Recently, the Attorney General helped remove an obstacle to the expansion of legitimate liquor store competition — opining that Oklahoma’s five-year residency requirement to own a liquor store likely runs afoul of the U.S. Constitution.
This is a small victory. However, consumers win when they have more options. Licensing makes it harder for new competitors to enter a market. Oklahoma’s liquor licensees were effectively insulated from all out-of-state competition. Who would move across state lines to fill a market opportunity, and then wait five years before actually getting to work and earn income from it? Almost no one. The true goal of the law seems to have been to make sure only “True Oklahomans” — those who live here by accident of birth — could sell liquor. Outsiders who recognize a need and might seek to help Oklahomans by providing a service were out of luck.
Excluding out-of-state entrepreneurs and professionals is something of a grand tradition in Oklahoma. Attorneys who pass the bar exam in another state are only deemed competent to work in Oklahoma if they have practiced law continuously for FIVE of the last seven years. Those who pass Oklahoma’s bar and have NO experience are full attorneys as soon as they are sworn in.

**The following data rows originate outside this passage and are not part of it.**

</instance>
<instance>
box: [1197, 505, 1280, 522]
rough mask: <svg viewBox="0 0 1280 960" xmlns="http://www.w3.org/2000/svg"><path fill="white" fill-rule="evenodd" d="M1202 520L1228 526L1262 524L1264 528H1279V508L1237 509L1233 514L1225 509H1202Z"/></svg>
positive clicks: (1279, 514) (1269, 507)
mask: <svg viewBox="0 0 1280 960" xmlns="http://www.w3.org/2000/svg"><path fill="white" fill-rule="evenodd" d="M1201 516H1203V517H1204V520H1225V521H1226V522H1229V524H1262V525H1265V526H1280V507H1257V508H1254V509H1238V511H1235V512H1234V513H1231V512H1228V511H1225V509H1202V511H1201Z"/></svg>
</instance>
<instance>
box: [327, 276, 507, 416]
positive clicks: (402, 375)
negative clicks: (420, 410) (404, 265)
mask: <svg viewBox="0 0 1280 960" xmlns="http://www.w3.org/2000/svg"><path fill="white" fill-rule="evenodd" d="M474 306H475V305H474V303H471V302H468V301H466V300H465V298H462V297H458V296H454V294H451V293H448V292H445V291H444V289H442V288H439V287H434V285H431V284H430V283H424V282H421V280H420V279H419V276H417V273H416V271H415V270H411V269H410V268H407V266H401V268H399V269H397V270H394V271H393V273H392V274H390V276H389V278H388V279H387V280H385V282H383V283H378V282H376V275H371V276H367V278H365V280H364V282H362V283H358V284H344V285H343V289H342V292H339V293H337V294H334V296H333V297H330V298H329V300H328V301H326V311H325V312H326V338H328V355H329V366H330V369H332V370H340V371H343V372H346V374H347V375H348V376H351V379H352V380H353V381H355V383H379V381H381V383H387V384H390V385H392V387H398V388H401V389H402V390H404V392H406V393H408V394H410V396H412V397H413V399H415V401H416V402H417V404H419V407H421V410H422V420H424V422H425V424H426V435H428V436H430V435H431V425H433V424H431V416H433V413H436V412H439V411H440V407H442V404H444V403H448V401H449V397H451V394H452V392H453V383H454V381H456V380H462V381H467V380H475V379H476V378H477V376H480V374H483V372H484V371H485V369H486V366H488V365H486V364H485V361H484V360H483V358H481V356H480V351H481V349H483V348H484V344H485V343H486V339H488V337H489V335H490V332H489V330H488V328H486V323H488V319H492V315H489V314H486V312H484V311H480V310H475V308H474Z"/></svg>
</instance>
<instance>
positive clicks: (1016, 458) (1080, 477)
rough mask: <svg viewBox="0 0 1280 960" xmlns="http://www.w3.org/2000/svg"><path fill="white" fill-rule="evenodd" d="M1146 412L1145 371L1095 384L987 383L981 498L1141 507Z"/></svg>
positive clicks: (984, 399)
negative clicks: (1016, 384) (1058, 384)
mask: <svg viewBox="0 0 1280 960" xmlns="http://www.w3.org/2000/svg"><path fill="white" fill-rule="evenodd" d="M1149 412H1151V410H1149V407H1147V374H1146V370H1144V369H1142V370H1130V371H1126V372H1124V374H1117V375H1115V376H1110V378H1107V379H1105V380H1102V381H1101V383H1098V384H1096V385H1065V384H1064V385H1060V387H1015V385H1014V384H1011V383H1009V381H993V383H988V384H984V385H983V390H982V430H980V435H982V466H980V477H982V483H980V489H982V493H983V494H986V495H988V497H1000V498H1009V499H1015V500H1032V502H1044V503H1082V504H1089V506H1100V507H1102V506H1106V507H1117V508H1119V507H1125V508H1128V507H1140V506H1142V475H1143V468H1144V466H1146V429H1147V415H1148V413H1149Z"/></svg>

Polygraph Examiners are granted reciprocity if they are from a state with equivalent licensing requirements, but only IF they have first practiced there for TWO years. Funeral Directors wanting to move into Oklahoma must have a license from a state with similar licensing requirements (few states match Oklahoma’s onerous standards) and FIVE years of experience.
Cosmetologists contemplating moving to Oklahoma who went to school in a state without a licensing board are out of luck completely. Oklahoma will not accept training reported directly from a cosmetology school outside the state — only from another licensing agency. Not only does Oklahoma’s legislature evidently believe our cosmetologists are unable to compete, it must also see our cosmetology schools as somehow lesser than their out-of-state rivals.
We should be embarrassed by this. Legislatures of old appear to have thought Oklahomans were not bright enough to compete with newcomers. They may have believed Sooners required more consumer protection than residents of other states (though licensing actually does very little to protect consumers). These laws were mostly passed well before any current legislative members took office, but that does not explain why so little has been done to repeal them. Oklahomans do not need extra paternalism or protectionism. We can recognize and seize entrepreneurial opportunity as well as anyone else. And we are perfectly capable of using the internet to check a practitioner’s reputation. It’s time the laws of the state reflect this reality.